Nous publions ci-dessous dans le cadre d’une discussion générale, *l’intervention de Bariza Khiari qui s’adresse au ministre de l’Intérieur Nicolas Sarkozy.

Monsieur le Ministre d’Etat,

Vous agitez une nouvelle fois, à l’approche d’une échéance électorale, le spectre d’une immigration qui serait nuisible pour la France, au plus grand bénéfice de l’extrême droite dont vous reprenez les slogans les plus démagogiques. Les inquiétudes de nos concitoyens sont légitimes, mais leur cause n’est pas l’immigration. C’est bien l’entreprise de précarisation systématique et de communautarisation de la question sociale que vous et votre majorité menez depuis 2002.

Après avoir évoqué la polygamie pendant les émeutes, je relève que vous en avez reparlé dans votre présentation liminaire. Pour vous comme pour moi, la loi est celle du pays d’accueil, elle ne saurait donc s’adapter à des valeurs qui ne sont pas les nôtres. Comme vous ne dites rien par hasard, vous montez en épingle un phénomène somme toute marginal. 99, 99 % des personnes de confession musulmane vivant en France ne sont pas polygames. En insistant su ce point, vous laisser accroire de manière subliminale qu’une certaine religion serait la cause des maux de notre société. Ce n’est pas les citoyens français de confession musulmane qu’il faut encore stigmatiser. Ils n’ont que trop souffert des amalgames et discriminations en tous genres. C’est le pacte républicain qu’il faut rétablir. C’est le vivre-ensemble qu’il faut revivifier. C’est un cadre laïc rigoureux qu’il faut faire respecter.

Vous focalisez ainsi les inquiétudes des français sur les populations déjà les plus précarisées, et prétendez que la France doit choisir son immigration. Ce faisant, vous désignez – en creux – à la vindicte des Français la mauvaise immigration, celles des “immigrés subis”. Je vous signale que si les critères draconiens et les procédures ubuesques que vous nous proposez avaient existé dans le passé, jamais mes propres parents n’auraient pu immigrer et je ne parlerais pas à cette tribune aujourd’hui. Comme le grand-père d’Arnaud Montebourg, mon propre père ne parlait que l’arabe. Vous avez donc devant vous le produit de l’immigration subie. Compte tenu de l’accueil qui m’a été fait par le Président du Sénat et par l’ensemble de mes collègues, j’ai la faiblesse de penser que Eliane Assassi, Halima Boumédiene et moi-même manqueraient à cette assemblée.
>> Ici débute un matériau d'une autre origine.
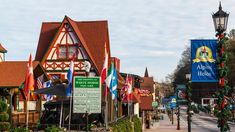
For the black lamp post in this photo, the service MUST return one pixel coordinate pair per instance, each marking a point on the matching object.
(188, 96)
(220, 19)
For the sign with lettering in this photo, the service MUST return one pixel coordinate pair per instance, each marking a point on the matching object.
(87, 95)
(173, 102)
(203, 55)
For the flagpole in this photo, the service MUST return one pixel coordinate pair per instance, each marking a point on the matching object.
(70, 109)
(61, 112)
(106, 108)
(27, 111)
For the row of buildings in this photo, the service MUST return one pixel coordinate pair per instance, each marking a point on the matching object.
(58, 41)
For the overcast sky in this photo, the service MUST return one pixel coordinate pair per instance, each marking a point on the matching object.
(143, 33)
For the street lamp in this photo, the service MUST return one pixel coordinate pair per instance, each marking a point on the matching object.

Après tout, ne sommes nous tous, à un stade ou à un autre, des enfants d’immigrés ?

Selon vous, l’immigration choisie consiste à relancer une forme d’immigration de travail. Le dispositif que vous nous proposez précarise un peu plus les travailleurs étrangers, les soumet à l’arbitraire le plus inacceptable. De plus, votre politique de quotas déguisés sera inefficace. L’expérience a montré, en Allemagne et en Espagne, que les politiques de quotas sont inopérantes. Les quotas de travailleurs qualifiés ne sont jamais atteints et ceux de travailleurs non qualifiés créent un appel d’air qui débouche sur un afflux d’immigrés clandestins.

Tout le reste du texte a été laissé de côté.